Warum sollte ich auch einer Bank mitteilen, was mir geschäftlich verboten ist? – Das will der „Banker“ doch gar nicht wissen! Aber genau solche weitreichenden „Offenbarungen“ werden bei den Prostitutions-Konzepten eindeutig verlangt. Hier spielt die Kalkulation und die Gewinn-Verlust-Rechnung zunächst einmal eine untergeordnete Rolle. Viel wichtiger ist, dass ich umfassend darstelle, was ich im Prostitutionsbereich genau „unternehmen“ möchte und warum mein Vorhaben mit dem neuen Gesetz absolut in Einklang steht.

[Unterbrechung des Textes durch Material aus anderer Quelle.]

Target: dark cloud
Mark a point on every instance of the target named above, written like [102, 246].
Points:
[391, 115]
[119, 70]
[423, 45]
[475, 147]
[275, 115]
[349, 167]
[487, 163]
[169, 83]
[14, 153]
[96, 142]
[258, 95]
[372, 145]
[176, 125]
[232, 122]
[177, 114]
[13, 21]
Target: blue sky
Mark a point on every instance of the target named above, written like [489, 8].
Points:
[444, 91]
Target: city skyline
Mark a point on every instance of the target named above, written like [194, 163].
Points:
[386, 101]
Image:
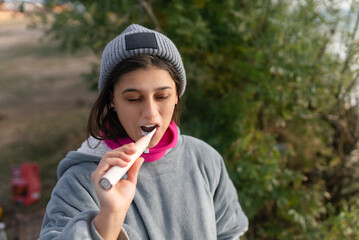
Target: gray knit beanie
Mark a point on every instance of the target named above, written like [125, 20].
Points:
[138, 40]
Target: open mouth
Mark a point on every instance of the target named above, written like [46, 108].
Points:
[146, 129]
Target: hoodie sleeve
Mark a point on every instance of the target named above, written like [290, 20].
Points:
[72, 207]
[230, 219]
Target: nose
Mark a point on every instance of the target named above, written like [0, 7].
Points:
[150, 109]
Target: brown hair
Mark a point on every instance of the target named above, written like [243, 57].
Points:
[103, 122]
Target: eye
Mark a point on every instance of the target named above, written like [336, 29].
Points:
[133, 99]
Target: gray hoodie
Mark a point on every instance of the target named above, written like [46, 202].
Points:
[186, 194]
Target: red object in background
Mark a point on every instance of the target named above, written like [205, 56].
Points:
[26, 183]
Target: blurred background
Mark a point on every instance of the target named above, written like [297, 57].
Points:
[272, 85]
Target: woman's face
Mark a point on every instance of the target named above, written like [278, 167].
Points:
[145, 99]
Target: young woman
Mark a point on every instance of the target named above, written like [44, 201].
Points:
[178, 189]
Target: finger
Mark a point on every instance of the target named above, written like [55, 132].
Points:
[108, 163]
[118, 154]
[134, 170]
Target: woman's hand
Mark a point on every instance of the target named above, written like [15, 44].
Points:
[114, 203]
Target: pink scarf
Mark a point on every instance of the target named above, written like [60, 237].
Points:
[168, 141]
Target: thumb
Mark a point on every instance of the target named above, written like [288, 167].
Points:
[134, 170]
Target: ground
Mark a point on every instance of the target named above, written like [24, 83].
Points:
[44, 104]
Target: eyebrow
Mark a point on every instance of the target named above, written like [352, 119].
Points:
[136, 90]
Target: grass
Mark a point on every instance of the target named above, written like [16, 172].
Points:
[44, 106]
[45, 142]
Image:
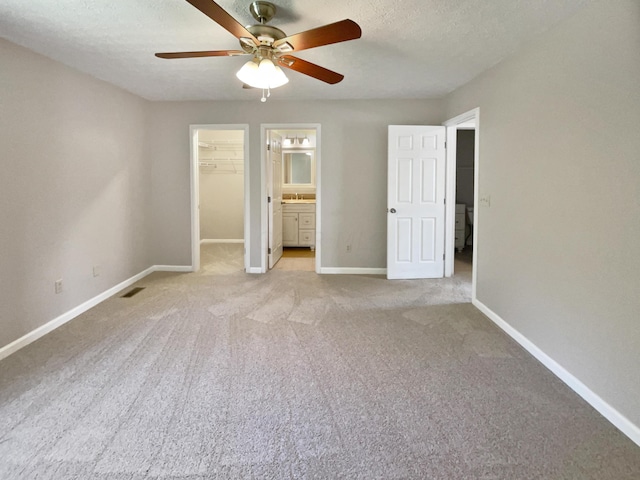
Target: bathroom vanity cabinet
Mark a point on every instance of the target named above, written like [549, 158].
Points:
[299, 224]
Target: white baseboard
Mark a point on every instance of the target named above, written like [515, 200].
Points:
[172, 268]
[621, 422]
[353, 271]
[39, 332]
[221, 240]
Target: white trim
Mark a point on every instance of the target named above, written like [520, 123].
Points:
[173, 268]
[221, 240]
[353, 271]
[41, 331]
[195, 189]
[463, 121]
[607, 411]
[264, 224]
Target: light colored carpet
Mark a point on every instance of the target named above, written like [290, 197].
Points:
[225, 375]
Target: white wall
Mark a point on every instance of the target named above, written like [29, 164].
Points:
[354, 169]
[222, 188]
[465, 143]
[73, 189]
[559, 156]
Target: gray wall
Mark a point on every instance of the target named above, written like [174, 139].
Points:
[74, 189]
[559, 156]
[353, 169]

Das klingt schon sehr eindeutig nach einer „Umkehr der Beweislast“: ich muss dem Amt beweisen, dass mein Konzept erlaubnisfähig ist, indem ich klar herausarbeite warum dies so ist und indem ich dies auch belastbar „belegen“ (also: beweisen) kann. Die einfach Behauptung, dass man schon ordentlich arbeitet, reicht überhaupt nicht aus und wird den zuständigen Sachbearbeiter im Zweifelsfall nicht wirklich überzeugen.

Für alle Formen des Prostitutionsgewerbes, also für das Betreiben einer Prostitutionsstätte, für die Bereitstellung von Prostitutionsfahrzeugen, für Organisation und Durchführung von Prostitutionsveranstaltungen oder für die Prostitutionsvermittlung, sind die Konzepte in 2017 zwingend zu erstellen und beim Amt vorzulegen, denn sonst darf ich das Gewerbe ab einem bestimmten „Stichtag“ einfach nicht mehr ausüben und stehe unverhofft im Regen.